From the description it sounds like the waymo did everything right and the cyclist came out of a blind spot.
Have seen this exact scenario play out many times and it doesn’t end well for the cyclist.
Would be better for all parties if drivers were more aware of bikes, but I think that has gotten worse over the years, especially with people who can’t stay off their phone while driving. It’s scary out there.
I think I read somewhere that the entrance to the intersection had a regular lane and a bicycle lane so it may be that the bicycle entered the intersection at the same time as the truck and was slower than the truck through the intersection.
That would be a little more concerning as a legal and reasonably predicable traffic setup as opposed to hitting somebody who was out of sight until the last moment because they are in an illegal situation.
Still would expect this to happen to many humans in the same situation. Honestly, the detail that the vehicle braked aggressively seems positive.
My husband, a cyclist, jokes that his bike is his invisibility field. It’s actually really hard to see a bicycle. Computers may ultimately do better than humans, as the movement a bicycle makes isn’t really the kind of movement we are programmed to see. (It’s too regular.) Bicycles popping out from behind trucks are are especially hard to see.
That the car brakes hard means the car DID see the cyclist, just too late.
I think the car could be anywhere from not-at-all at fault to mostly at fault, depending on details we don’t know.
Not saying it’s right, just saying it’s very common for drivers to not see cyclists, especially if the cyclist is in a blind spot, like behind a truck.
The fact that the waymo did brake means it did see the cyclist, just too late. I’m figuring that a human driver in the same situation may have fared better or worse, depending on the conditions. We don’t have enough information to know for sure.

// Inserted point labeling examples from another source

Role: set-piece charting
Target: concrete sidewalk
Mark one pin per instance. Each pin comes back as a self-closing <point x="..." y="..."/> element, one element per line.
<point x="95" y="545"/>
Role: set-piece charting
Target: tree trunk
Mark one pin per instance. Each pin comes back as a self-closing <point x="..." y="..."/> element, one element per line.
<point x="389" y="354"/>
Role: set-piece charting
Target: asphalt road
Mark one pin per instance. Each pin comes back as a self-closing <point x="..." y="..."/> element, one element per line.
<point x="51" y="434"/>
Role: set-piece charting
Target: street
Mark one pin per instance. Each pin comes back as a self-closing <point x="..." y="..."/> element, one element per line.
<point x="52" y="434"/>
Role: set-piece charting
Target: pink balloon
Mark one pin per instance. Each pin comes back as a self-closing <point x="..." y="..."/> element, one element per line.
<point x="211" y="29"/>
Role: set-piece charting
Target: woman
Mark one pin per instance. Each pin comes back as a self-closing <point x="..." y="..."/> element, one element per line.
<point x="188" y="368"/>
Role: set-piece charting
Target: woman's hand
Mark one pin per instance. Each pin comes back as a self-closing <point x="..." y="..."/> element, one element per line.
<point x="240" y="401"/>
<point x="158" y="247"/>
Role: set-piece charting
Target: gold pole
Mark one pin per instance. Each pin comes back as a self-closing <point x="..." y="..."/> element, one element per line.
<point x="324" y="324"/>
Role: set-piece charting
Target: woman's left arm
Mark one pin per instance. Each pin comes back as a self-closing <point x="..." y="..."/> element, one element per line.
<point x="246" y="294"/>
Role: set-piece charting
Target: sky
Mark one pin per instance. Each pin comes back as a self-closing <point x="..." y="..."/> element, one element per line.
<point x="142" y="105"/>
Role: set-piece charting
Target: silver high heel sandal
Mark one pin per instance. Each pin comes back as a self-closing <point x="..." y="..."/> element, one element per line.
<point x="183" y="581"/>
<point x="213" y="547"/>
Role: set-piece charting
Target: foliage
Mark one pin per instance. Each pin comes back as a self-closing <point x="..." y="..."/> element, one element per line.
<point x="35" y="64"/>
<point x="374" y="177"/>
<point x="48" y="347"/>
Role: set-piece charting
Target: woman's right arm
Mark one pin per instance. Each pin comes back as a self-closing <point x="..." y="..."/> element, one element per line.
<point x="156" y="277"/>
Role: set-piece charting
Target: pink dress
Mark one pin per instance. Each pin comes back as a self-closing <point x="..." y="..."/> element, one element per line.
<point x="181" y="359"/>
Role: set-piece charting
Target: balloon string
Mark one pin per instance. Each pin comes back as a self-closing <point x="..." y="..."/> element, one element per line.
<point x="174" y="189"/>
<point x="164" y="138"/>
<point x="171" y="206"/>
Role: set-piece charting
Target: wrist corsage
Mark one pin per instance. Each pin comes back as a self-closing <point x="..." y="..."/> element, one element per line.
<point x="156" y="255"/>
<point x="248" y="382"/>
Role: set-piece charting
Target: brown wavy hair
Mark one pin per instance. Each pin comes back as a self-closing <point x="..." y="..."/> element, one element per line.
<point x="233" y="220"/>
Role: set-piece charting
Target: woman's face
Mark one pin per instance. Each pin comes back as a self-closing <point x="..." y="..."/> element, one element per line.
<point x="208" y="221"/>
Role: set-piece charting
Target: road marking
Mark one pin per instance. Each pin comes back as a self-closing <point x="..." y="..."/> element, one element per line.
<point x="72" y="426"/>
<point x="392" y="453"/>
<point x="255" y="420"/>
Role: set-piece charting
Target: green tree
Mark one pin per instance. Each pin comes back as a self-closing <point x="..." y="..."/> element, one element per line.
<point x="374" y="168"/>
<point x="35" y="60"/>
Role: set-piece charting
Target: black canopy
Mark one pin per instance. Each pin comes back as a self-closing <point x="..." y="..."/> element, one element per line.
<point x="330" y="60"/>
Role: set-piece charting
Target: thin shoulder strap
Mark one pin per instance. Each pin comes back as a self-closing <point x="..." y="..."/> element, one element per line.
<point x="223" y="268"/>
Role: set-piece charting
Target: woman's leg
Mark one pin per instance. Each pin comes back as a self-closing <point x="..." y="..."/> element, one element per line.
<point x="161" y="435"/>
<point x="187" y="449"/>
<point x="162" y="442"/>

Was stuck behind a garbage truck today until a suitable break in oncoming traffic for me to go around the garbage truck by crossing the center line and going completely into the oncoming lane.
Does anyone know where they are with testing stuff like that on autonomous vehicles? Will self-driving cars go around mail / garbage trucks, or will they just hobble along at an average speed of maybe 0.5 MPH until either they or the truck makes a turn???

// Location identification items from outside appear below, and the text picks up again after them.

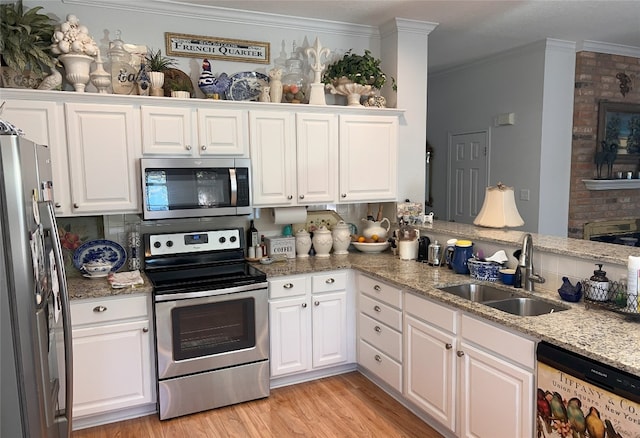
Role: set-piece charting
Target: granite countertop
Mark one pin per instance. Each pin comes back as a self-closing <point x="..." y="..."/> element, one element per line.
<point x="597" y="333"/>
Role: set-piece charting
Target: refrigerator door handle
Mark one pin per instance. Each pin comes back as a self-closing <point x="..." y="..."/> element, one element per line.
<point x="51" y="230"/>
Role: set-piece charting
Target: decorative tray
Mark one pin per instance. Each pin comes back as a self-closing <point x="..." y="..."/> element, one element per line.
<point x="100" y="250"/>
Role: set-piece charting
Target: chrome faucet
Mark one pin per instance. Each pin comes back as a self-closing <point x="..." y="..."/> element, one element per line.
<point x="529" y="277"/>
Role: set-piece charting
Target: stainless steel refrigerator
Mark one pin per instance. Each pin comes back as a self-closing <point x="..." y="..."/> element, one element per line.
<point x="35" y="330"/>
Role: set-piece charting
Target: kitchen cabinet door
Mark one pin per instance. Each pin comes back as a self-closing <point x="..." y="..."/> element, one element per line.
<point x="43" y="123"/>
<point x="330" y="335"/>
<point x="317" y="158"/>
<point x="273" y="158"/>
<point x="290" y="323"/>
<point x="368" y="158"/>
<point x="167" y="131"/>
<point x="104" y="147"/>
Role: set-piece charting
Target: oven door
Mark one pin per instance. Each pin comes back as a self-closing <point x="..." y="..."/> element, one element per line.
<point x="226" y="328"/>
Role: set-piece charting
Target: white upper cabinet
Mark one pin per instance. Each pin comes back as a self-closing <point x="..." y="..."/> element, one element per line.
<point x="368" y="158"/>
<point x="104" y="147"/>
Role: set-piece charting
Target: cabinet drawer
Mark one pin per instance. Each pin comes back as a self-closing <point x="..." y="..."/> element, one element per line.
<point x="329" y="282"/>
<point x="92" y="311"/>
<point x="287" y="287"/>
<point x="430" y="312"/>
<point x="380" y="364"/>
<point x="498" y="340"/>
<point x="381" y="312"/>
<point x="381" y="291"/>
<point x="380" y="336"/>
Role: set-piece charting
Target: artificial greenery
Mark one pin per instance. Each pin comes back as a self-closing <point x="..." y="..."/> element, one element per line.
<point x="156" y="62"/>
<point x="361" y="69"/>
<point x="25" y="38"/>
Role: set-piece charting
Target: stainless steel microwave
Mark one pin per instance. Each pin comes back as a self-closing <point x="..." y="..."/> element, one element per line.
<point x="195" y="187"/>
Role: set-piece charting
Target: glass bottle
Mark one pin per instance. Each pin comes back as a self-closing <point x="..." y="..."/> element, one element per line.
<point x="294" y="83"/>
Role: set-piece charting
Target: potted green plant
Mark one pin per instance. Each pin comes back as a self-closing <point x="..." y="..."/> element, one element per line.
<point x="355" y="75"/>
<point x="25" y="40"/>
<point x="157" y="64"/>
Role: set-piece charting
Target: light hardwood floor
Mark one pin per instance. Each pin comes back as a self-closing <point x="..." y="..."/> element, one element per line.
<point x="347" y="405"/>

At this point they aren’t really testing, they are doing. Cruise and Waymo did millions city miles last year, so they’ve probably dealt with every common thing like that.

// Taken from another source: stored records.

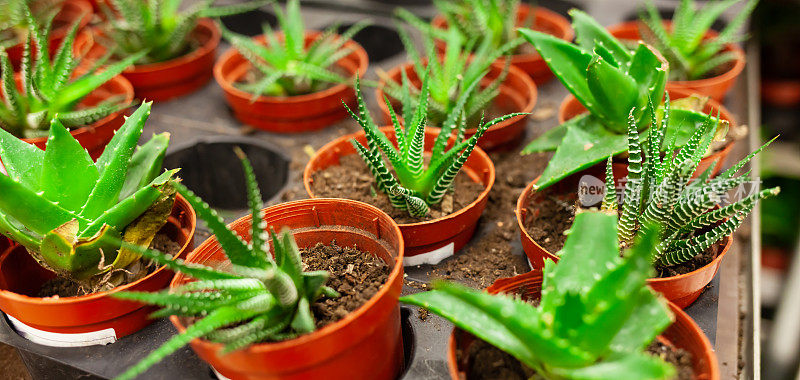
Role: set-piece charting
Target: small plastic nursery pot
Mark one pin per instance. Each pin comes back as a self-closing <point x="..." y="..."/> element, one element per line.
<point x="70" y="12"/>
<point x="681" y="290"/>
<point x="571" y="107"/>
<point x="683" y="333"/>
<point x="716" y="87"/>
<point x="176" y="77"/>
<point x="367" y="343"/>
<point x="544" y="20"/>
<point x="517" y="93"/>
<point x="426" y="242"/>
<point x="96" y="136"/>
<point x="92" y="319"/>
<point x="292" y="114"/>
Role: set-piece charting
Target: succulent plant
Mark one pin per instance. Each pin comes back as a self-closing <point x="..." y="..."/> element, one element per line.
<point x="595" y="317"/>
<point x="288" y="67"/>
<point x="413" y="186"/>
<point x="690" y="56"/>
<point x="261" y="298"/>
<point x="491" y="21"/>
<point x="455" y="78"/>
<point x="610" y="81"/>
<point x="660" y="190"/>
<point x="53" y="86"/>
<point x="70" y="212"/>
<point x="159" y="27"/>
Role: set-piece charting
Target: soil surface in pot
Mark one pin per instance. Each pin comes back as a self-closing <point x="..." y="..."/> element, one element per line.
<point x="63" y="287"/>
<point x="356" y="275"/>
<point x="488" y="362"/>
<point x="553" y="214"/>
<point x="352" y="179"/>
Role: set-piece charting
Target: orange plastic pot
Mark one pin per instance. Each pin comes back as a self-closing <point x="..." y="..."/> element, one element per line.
<point x="366" y="344"/>
<point x="571" y="107"/>
<point x="545" y="21"/>
<point x="683" y="333"/>
<point x="681" y="290"/>
<point x="517" y="93"/>
<point x="290" y="114"/>
<point x="716" y="87"/>
<point x="93" y="319"/>
<point x="70" y="12"/>
<point x="176" y="77"/>
<point x="96" y="136"/>
<point x="426" y="242"/>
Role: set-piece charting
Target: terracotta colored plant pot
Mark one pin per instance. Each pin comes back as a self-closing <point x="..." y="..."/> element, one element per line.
<point x="571" y="107"/>
<point x="96" y="136"/>
<point x="716" y="87"/>
<point x="426" y="242"/>
<point x="517" y="94"/>
<point x="176" y="77"/>
<point x="545" y="21"/>
<point x="292" y="114"/>
<point x="84" y="320"/>
<point x="683" y="333"/>
<point x="681" y="290"/>
<point x="70" y="12"/>
<point x="367" y="343"/>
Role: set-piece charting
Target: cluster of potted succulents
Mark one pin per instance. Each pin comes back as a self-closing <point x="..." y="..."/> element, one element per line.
<point x="93" y="227"/>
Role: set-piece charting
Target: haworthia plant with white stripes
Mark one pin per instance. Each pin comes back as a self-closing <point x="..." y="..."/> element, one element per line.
<point x="285" y="64"/>
<point x="262" y="297"/>
<point x="415" y="187"/>
<point x="595" y="318"/>
<point x="70" y="212"/>
<point x="660" y="190"/>
<point x="159" y="28"/>
<point x="50" y="86"/>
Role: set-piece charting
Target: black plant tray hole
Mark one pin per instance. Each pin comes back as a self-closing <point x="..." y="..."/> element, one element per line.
<point x="380" y="42"/>
<point x="249" y="23"/>
<point x="210" y="168"/>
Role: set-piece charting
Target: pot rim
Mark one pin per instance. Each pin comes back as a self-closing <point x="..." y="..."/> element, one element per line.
<point x="232" y="53"/>
<point x="522" y="205"/>
<point x="532" y="93"/>
<point x="318" y="333"/>
<point x="182" y="204"/>
<point x="730" y="74"/>
<point x="331" y="146"/>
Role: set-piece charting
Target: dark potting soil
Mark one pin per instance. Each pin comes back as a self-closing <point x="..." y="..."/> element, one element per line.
<point x="552" y="215"/>
<point x="356" y="275"/>
<point x="352" y="179"/>
<point x="63" y="287"/>
<point x="488" y="362"/>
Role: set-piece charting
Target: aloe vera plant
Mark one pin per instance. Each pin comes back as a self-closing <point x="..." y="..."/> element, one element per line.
<point x="610" y="81"/>
<point x="414" y="187"/>
<point x="659" y="190"/>
<point x="690" y="56"/>
<point x="70" y="212"/>
<point x="159" y="27"/>
<point x="455" y="79"/>
<point x="285" y="65"/>
<point x="595" y="317"/>
<point x="260" y="298"/>
<point x="491" y="21"/>
<point x="50" y="86"/>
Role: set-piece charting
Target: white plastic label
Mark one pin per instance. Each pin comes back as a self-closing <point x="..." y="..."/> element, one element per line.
<point x="47" y="338"/>
<point x="432" y="257"/>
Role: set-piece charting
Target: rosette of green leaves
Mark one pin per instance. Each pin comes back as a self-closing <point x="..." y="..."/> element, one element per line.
<point x="610" y="81"/>
<point x="71" y="213"/>
<point x="596" y="314"/>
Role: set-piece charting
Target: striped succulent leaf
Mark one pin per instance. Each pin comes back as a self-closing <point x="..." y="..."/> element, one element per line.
<point x="262" y="298"/>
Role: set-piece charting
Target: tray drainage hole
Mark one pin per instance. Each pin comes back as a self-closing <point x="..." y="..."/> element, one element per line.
<point x="212" y="171"/>
<point x="379" y="41"/>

But I don’t know what they do. How much emphasis they have on following the rules. And when they break a major law, whether it’s automatic or remote or both. Might ask Reddit.
So far Waymo isn’t doing full self driving in my area. They are just collecting data and testing. I’ve seen another Waymo car in my neighborhood since this pic, and my wife saw another one as well.
The answers seem quite insufficient. “Yes but only in a few years” covers a breadth of assumptions. What about “Yes, only if they’re proven to be safer than human drivers” or “Yes, already today, but only for certain predictable uses like long-haul trucking”? “No, never” seems like an extreme position that’s forced in as one of only 3 options. No option for “Yes, eventually, but not in the next few years”?
“No, never” is about as never as the next survey, in a few years.
People can change their minds when auto-autos ™ improve.
I don’t think they ever will, but what do I know?